Can we reproduce this at all?

I have caused Reader to crash on a low-spec (4GB RAM, 5+ year old) computer sitting on the podium in Chobani by trying to nav through 30+ documents in rapid succession. When I try to behave like a more normal user behavior, I haven't seen a crash.

Do we know users that have experience this?

@abbyraskinUSDS receives reports through the Feedback app and through email, and has been responding to those users.

How do we know this is a memory leak issue?

We don't, necessarily. We have observed Reader using huge amounts of memory (5GB+) via Activity Monitor. According to @mdbenjam, he expects that Reader should only keep 3 documents at a time in memory, and those docs have a 60MB file max. So it does seem we are using unexpectedly high amounts memory somehow. However, it doesn't necessarily follow that that memory use creeps up over time, and in fact, GC does seem to correct for our high memory usage (even when it gets really high, eventually GC takes care of it).

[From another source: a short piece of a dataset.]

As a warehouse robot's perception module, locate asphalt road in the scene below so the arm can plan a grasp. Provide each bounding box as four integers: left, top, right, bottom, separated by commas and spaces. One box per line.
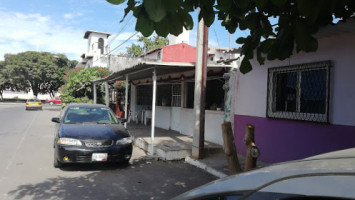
0, 104, 216, 200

Is Chrome crash reporting turned on for our users?

Not sure.

amprokop on 19 Sep 2017

Another consideration is that there's a chance my refactoring efforts will magically clean things up. Some behavior will be changed. We will be rendering fewer pages at once, which might help. We also are using React Lifecycle events to clean up pdfs, which seems more reliable than my old code. I'm hoping to merge the feature branch into master by the end of the week. No guarantee that it fixes it, and it's still worthwhile to investigate.

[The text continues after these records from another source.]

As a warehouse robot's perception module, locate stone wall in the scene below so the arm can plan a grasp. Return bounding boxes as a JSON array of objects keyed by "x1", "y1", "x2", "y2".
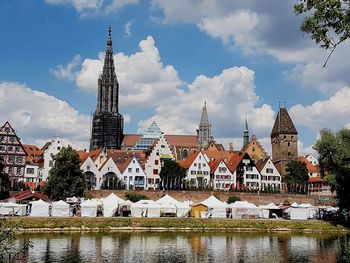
[{"x1": 88, "y1": 190, "x2": 336, "y2": 205}]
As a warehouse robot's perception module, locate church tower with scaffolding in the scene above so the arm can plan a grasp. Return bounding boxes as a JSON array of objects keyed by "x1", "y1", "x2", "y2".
[
  {"x1": 271, "y1": 107, "x2": 298, "y2": 176},
  {"x1": 90, "y1": 27, "x2": 124, "y2": 150}
]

Until then I'm thinking anything that we can add that helps diagnose things is probably the best path to go down. Either seeing if we can get sentry errors for browser crashes or monitor the memory usage.

mdbenjam on 19 Sep 2017

sentry errors for browser crashes

I don't think that's possible. This is a native code crash in the C/C++ layer. The interpreter will also crash along with the tab container process. There is no chance for JS engine to run because this is not an exception that can be caught in the managed JS world.

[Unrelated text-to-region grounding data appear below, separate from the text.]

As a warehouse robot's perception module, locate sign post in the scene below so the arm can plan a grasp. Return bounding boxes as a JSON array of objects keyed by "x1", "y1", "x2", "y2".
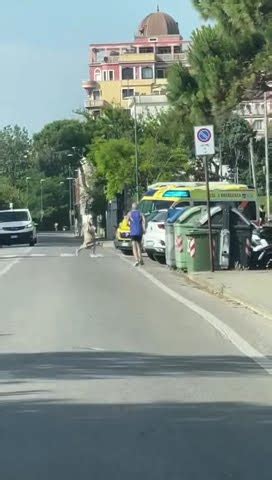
[{"x1": 194, "y1": 125, "x2": 215, "y2": 272}]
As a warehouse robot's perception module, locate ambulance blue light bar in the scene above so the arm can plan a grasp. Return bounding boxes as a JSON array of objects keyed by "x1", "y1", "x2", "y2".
[{"x1": 163, "y1": 190, "x2": 190, "y2": 198}]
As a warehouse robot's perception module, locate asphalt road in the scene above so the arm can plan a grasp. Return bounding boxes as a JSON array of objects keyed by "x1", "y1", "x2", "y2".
[{"x1": 0, "y1": 235, "x2": 272, "y2": 480}]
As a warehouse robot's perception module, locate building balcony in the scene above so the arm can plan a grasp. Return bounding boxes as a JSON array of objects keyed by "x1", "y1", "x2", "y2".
[
  {"x1": 156, "y1": 53, "x2": 188, "y2": 65},
  {"x1": 82, "y1": 80, "x2": 97, "y2": 90},
  {"x1": 85, "y1": 98, "x2": 107, "y2": 110},
  {"x1": 91, "y1": 52, "x2": 188, "y2": 65}
]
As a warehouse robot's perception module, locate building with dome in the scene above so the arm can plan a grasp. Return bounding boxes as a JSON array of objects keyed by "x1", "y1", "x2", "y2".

If you look into chrome crash reporting, you can notice that the report actually contains a minidump file to Google. The dump report is something that requires a debugger (e.g. windbg/gdb) with debug symbols to interpret.

askldjd on 19 Sep 2017

Today's investigation report

Tested in UAT. Opened appeal 1075466 in an incognito tab and flipped rapidly back and forth to the end of all 65 documents and back to the first, for 1-2 minutes.

Memory went up to 1GB while i was flipping, then continued to climb slowly with no user input until it hit around 8GB. I force quit Chrome at that point.

amprokop on 19 Sep 2017

It really hard to diagnose this issue without actually being able to replicate it consistently. I agree with Mark, he has been doing a pretty big refactor of pdf.js and page rendering logic. It might be a wise to wait and see if the problems still persists after the refactor.

But we do need a better way to diagnose this problem and actually capture some data from the users.

Is it always the same users that have this problem or is the set variable?
How often does this happen per day per user? What exactly are they doing when this happens?
Could the be max cache limit being reached? I'm not sure how chrome reacts if the number is reached.
We should watch this crash happen live at a user's desk and observe the patterns that are causing this problem. Maybe have a tech savvy user record this?

I'm not sure how useful monitoring the heap size might be, if it's only capturing the Javascript memory and nothing else.

Pdf.js tests have to wait until Mark finishes up with the refactor.

tejans24 on 19 Sep 2017

Yeah — since @mdbenjam advised that he's about to refactor a ton of the code, I think we should wait to continue investigating until that's merged in. No sense trying to hit a moving target on this.

amprokop on 19 Sep 2017

👍2

Going to leave this issue open, but assign it to @mdbenjam for now — @mdbenjam when you merge in your refactor, can you assign it back to me?

amprokop on 19 Sep 2017

👍2

It's reproducible. I just crashed my machine completely by leaving reader open.

Also see:

Documents with 100ish pages can easily crash. confirmed by users referencing 500+ page documents.

need a user in UAT with all 500+ page documents? Just Slack me.